Controversial: Accidentally encountering “spiritual” entities
This depends on your worldview. If dreams are a creation of your brain and nothing more, you don’t need to worry about spirits or anything similar. If you want to be on the safe side, treating objects in your dream decently and politely won’t do you any harm.
The book "The Art of Dreaming" by Carlos Castaneda has a lot to say on this subject. (See Further Reading)
Controversial: Creating bad habits or becoming a control freak
When lucid dreaming, you have the option to control the dream world in ways that are impossible in the waking world. You can, for example, make objects appear or disappear, or make people act according to your will. Some people believe this may lead your subconscious to desire this kind of control in the waking world, where it’s highly inappropriate. Also, you might be tempted to apply dream-world solutions to waking-life problems instead of actually facing them; for example, just willing bad things to go away or escaping or destroying them by superpowers. Again, this is probably more of a problem if you are not mentally stable at the outset of your dreaming process.
Some people believe that experiencing many artificially induced lucid dreams often enough can be very exhausting. The main reason for this phenomenon is the result of the lucid dreams expanding the length of time between REM states. With fewer REMs per night, this state in which you experience actual sleep and your body recovers becomes infrequent enough to become a problem. This is just as exhausting as if you were to wake up every twenty or thirty minutes and watch TV. The effect is dependent on how often your brain attempts to lucidly dream per night. If you enter into a routine of attempting to lucidly dream, you may cause recursive lucid dreams that occur at each state change.
Controversial: Inability to stop
If you have trained your mind to the point where it can step over the boundary without conscious effort, you might find it difficult to stop. Do not become alarmed if you have trouble stopping the process of lucid dreaming, it is possible to get out of the habit. As long as you truly expect to stop having lucid dreams regularly, you will. You just need to stop any further attempts to lucid dream, and within a few months the lucid dreaming will go away by itself. Remember; do not be alarmed if, even with your attempts to stop, you experience further lucid dreams. It might take a while to break the habit. If you have real concerns, it may be advisable to talk with your doctor or therapist regarding appropriate treatment, including medication.
Controversial: Undesirable false awakenings
One of the advantages of having lucid dreams is being able to change a dream or wake up if things are not turning out as planned. But sometimes, while trying to leave a dream, you'll get "stuck" in a series of false awakenings. A false awakening is when you seem to have woken up but are actually still dreaming. For example, you may find yourself waking up in your room. But once there, new things will start happening—for example, someone might visit, or you might wander outside because of an odd noise, or there might be objects all over the place. Then you might realize you're dreaming, but "wake up" immediately, and the cycle repeats until you eventually do wake up or else dream about something different. This happens mostly with nightmares or when your body is very tired, so your attempts to wake up cause false awakenings. It's a good idea to get in the habit of doing a reality check just after waking up so that you'll realize when this happens and become lucid.
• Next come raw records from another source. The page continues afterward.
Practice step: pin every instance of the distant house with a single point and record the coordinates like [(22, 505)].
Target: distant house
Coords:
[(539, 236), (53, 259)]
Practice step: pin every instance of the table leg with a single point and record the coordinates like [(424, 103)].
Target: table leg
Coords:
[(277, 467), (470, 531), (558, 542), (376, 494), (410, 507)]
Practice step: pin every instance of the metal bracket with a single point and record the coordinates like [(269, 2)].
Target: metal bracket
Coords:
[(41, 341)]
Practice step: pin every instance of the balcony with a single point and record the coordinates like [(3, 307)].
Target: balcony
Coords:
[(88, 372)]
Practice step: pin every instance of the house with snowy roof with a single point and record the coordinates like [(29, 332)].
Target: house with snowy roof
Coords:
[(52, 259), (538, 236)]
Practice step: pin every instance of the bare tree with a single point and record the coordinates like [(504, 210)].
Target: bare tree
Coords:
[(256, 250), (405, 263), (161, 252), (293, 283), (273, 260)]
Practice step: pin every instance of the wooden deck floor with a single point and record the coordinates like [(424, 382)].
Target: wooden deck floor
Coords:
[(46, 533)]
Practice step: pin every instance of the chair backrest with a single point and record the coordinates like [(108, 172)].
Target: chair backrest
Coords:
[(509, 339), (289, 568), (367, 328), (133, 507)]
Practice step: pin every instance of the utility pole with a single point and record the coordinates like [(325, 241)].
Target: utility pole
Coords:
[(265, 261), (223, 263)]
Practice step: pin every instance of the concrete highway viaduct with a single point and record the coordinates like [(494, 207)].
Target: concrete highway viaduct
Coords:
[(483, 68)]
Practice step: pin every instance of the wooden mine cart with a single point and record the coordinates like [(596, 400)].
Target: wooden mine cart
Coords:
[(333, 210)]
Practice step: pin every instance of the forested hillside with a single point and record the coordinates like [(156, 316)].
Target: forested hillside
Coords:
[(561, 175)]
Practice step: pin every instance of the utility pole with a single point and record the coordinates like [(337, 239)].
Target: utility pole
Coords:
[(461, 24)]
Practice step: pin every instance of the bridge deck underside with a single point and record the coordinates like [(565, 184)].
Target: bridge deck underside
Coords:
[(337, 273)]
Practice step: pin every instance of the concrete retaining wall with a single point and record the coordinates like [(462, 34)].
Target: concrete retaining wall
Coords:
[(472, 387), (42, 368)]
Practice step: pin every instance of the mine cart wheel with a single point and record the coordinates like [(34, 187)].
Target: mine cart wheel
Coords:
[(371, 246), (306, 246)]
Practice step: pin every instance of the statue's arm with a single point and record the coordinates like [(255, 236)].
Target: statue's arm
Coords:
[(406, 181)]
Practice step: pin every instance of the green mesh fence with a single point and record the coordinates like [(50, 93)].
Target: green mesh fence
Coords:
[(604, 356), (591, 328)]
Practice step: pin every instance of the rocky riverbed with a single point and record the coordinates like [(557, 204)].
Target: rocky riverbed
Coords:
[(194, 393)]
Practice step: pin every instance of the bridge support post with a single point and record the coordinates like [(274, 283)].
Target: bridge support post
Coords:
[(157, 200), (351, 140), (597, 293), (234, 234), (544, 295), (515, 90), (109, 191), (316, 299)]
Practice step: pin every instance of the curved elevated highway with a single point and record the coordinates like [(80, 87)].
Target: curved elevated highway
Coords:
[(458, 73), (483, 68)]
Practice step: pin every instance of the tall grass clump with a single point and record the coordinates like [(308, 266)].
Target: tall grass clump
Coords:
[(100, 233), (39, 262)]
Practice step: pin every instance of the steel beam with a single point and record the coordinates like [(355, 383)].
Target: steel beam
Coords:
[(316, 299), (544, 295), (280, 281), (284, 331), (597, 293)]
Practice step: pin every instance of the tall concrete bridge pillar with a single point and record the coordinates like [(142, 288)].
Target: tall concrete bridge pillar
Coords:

When this happens repeatedly in the same night, it can be very tiring and often frightening. Not only can the belief of being fully awake in your room while being exposed to unusual situations be scary, but you also may start fearing you won't be able to actually wake up. And, depending on the content of the dream, since all your dreams tend to start in your room, you may fear what could happen once you actually do wake up.
But this is not a very common situation. Once you are lucid, it is usually easier to wake up or lose the dream than it is to keep dreaming.
Source:Lucid Dreaming/Introduction - Wikibooks, collection of open-content textbooks
Hmmm, what do you guys think? I mean, like anything, too much of a "good" thing can be bad.